Passenger Station Project
This was my architecture project for my senior year. It worked out well, because not only did I get to work on trains in school, I got school credit for it!! Luckily for me, my teacher Mr. Goodin had seen my train layout the previous year when my brother had him for a club sponsor and invited him to our open house. He was more than willing to bend the requirements so that I could do it. I still had to do all the drawings and all other work in the class, but I could change the scale from 1:48 to 1:24 and I could make it what ever size I wanted. I also was taking residential architecture and he let me do commercial architecture in his class to make the station. He even gave me a full wall in the workshop to build it.
Here is one stage of the project. The board that it sits on is about 6 feet long. The walls were made out of plywood. I cut them all at my house and assembled them and then took it to school. This was because we could not use power tools there. It was a thing where the principal was afraid of a lawsuit. Most of the work was still done in class.
Here are some pictures through the windows. I had to build all the windows from basswood . To make the arch at the top of the windows, I soaked the wood in water and then clamped the wood while glued. There is 4 pieces of wood in the frame, and 7 pieces in the crossbars. Did I mention there is 21 windows? There is also 5 doors with 3 pieces to frame each. That makes a total of 246 pieces I had to cut and sand to make perfect. The stone on the outside is vacuum formed plastic from Applied Imagination Inc. I painted it with ultra flat camouflage tan paint. It almost looks sandy. To do the stucco, I covered all of the windows in masking tape, then cut with a razor blade the arches. The stucco helped to fill in any gaps from cutting I did. The stucco was left-over from the outside of my house, and took about a gallons worth to do all of it. It takes about a day to fully dry, but I removed the tape while it was still wet.
I also decided to do a full interior on the station. The benches I made from balsa to look like the ones here in Denver Union Station. I looked all over for chairs that were the right size and looked like they belonged in a restaurant. I wound up making them myself from some cedar shakes for doll houses that had rounded tops and bamboo skewers cut up for legs. The tables were from my high school cafeteria. My brother helped run it, and he got them from the pizza boxes. They keep the lid off of the toppings. Free tables!! He actually brought about 100 home, I only needed 9. I will find another project for the rest.

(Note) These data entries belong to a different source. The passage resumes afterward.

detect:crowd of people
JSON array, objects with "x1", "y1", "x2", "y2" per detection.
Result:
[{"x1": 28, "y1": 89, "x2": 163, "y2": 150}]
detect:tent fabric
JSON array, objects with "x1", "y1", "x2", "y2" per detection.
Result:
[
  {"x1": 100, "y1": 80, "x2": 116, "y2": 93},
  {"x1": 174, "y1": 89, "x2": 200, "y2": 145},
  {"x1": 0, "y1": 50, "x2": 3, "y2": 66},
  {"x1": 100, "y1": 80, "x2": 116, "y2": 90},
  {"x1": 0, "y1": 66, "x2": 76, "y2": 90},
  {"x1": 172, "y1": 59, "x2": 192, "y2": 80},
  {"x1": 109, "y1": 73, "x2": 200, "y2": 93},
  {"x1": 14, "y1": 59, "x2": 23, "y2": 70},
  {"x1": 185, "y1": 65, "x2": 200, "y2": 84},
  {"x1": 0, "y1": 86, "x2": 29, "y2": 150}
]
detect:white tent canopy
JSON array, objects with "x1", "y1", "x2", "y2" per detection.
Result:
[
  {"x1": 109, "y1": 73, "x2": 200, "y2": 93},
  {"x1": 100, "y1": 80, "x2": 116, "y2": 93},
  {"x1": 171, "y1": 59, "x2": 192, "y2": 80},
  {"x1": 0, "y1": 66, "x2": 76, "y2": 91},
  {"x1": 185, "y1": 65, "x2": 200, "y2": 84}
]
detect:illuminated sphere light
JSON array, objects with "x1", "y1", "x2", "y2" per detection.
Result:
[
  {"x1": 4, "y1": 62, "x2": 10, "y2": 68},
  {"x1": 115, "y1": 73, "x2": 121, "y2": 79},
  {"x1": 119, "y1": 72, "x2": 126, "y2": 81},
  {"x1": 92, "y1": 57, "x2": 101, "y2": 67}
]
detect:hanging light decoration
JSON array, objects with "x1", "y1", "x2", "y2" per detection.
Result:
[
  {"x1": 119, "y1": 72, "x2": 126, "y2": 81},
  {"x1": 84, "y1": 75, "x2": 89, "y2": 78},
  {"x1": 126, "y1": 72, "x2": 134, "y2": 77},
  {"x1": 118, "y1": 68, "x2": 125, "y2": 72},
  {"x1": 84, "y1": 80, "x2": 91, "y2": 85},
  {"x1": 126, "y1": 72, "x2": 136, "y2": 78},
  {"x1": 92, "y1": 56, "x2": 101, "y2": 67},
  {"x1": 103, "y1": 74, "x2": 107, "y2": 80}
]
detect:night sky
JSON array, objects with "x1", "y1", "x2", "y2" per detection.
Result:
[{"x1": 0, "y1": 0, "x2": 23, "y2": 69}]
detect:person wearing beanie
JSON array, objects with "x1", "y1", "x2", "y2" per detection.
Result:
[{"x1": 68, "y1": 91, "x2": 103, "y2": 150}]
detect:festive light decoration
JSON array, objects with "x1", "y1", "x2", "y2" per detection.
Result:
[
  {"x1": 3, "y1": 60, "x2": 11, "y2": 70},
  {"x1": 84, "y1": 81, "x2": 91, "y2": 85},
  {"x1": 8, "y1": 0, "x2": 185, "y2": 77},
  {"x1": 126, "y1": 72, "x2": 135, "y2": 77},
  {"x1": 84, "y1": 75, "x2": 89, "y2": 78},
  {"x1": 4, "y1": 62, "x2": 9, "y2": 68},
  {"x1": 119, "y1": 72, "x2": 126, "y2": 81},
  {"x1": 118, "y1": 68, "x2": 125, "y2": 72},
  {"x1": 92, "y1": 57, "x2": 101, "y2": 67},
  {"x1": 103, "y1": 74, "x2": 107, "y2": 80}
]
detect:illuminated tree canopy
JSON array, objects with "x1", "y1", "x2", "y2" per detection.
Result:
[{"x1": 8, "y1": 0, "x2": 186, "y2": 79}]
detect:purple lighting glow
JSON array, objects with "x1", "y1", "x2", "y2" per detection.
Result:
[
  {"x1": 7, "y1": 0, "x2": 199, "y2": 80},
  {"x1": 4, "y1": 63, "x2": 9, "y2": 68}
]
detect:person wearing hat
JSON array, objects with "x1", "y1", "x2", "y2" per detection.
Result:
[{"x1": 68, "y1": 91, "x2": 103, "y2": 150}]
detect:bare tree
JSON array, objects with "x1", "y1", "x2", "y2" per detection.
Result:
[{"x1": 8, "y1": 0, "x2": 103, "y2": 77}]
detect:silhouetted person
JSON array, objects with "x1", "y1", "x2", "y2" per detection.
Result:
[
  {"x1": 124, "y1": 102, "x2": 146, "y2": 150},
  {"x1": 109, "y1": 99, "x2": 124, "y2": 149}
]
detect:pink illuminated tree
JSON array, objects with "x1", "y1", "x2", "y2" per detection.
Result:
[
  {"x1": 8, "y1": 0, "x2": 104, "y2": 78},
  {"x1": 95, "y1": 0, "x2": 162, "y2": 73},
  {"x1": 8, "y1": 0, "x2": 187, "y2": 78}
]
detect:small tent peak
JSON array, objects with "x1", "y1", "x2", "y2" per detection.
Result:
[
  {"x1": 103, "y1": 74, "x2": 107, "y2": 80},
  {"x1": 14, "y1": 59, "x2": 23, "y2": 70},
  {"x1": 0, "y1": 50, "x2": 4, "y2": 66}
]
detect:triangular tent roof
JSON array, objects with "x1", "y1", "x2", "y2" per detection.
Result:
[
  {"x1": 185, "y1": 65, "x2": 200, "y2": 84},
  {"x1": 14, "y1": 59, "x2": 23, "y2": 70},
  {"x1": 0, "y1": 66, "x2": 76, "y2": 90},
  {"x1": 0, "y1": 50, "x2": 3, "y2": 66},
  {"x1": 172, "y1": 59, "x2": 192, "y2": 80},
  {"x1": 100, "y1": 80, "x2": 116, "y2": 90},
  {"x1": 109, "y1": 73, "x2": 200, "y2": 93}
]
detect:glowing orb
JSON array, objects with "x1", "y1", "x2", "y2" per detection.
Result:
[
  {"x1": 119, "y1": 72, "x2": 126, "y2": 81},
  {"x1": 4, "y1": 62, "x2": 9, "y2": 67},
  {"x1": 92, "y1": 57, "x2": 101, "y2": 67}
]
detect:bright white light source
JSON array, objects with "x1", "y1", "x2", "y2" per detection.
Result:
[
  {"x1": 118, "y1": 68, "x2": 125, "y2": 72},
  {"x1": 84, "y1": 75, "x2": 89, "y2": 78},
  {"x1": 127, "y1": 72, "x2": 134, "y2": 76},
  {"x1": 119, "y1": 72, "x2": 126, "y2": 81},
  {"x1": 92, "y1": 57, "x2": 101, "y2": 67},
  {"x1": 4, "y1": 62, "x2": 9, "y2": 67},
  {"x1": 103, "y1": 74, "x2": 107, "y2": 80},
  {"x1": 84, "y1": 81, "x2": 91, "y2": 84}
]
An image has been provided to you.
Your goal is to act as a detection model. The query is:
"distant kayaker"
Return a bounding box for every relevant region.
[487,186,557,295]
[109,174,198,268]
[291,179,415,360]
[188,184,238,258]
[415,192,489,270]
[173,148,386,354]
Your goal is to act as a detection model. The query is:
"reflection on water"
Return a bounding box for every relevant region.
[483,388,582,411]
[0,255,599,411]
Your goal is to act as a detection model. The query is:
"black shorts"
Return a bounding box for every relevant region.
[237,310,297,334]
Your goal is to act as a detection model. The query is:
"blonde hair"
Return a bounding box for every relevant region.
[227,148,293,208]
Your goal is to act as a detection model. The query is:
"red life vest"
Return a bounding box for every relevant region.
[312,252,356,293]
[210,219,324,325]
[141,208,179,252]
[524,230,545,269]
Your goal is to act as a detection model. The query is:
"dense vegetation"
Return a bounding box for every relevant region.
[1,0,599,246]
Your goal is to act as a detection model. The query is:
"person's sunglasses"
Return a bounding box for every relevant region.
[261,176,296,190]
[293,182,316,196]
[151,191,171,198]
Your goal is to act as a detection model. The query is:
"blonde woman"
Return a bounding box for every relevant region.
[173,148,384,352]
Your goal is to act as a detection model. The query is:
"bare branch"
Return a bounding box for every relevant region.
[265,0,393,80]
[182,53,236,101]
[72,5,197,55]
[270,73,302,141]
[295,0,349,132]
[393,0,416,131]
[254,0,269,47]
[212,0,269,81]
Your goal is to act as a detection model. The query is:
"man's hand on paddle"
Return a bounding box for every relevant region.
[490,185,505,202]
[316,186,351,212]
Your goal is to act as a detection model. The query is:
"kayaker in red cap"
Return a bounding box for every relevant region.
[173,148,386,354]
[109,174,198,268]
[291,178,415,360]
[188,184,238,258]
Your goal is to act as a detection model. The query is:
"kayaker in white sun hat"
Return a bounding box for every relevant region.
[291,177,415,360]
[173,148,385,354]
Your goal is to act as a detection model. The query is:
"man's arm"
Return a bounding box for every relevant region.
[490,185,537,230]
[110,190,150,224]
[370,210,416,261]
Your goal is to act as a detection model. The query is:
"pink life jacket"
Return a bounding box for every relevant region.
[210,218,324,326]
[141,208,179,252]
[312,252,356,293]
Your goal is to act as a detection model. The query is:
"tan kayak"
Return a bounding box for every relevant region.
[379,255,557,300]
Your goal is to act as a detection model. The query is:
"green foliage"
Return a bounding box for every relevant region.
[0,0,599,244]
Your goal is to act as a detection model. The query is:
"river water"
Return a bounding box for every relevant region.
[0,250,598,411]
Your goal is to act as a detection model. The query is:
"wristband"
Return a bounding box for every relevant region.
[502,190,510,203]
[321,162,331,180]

Here is a picture of the finished model. For the roof I decided I wanted slate and copper. The slate is from Applied Imagination Inc. as vacumed formed plastic, but I had to paint it. To get it to look right, I used a 4 step painting process. I first painted it in a green camouflage paint. It comes in ultra flat. Then I put a watered down black paint on it and wiped it off. I then did it again with it less diluted. Last I put another watered down layer and let it sit in the grooves of the plastic. After a couple minutes, I wiped it off. It really looks like slate. The copper was quite easy to do. This is because my dad owns a sheet metal shop, and he had all the equipment. I made gutters and all. I built overhangs above the doors which were also copper. I then did detail work and I was done. My estimate is that I spent over 200 hours on the drawings and building of the station.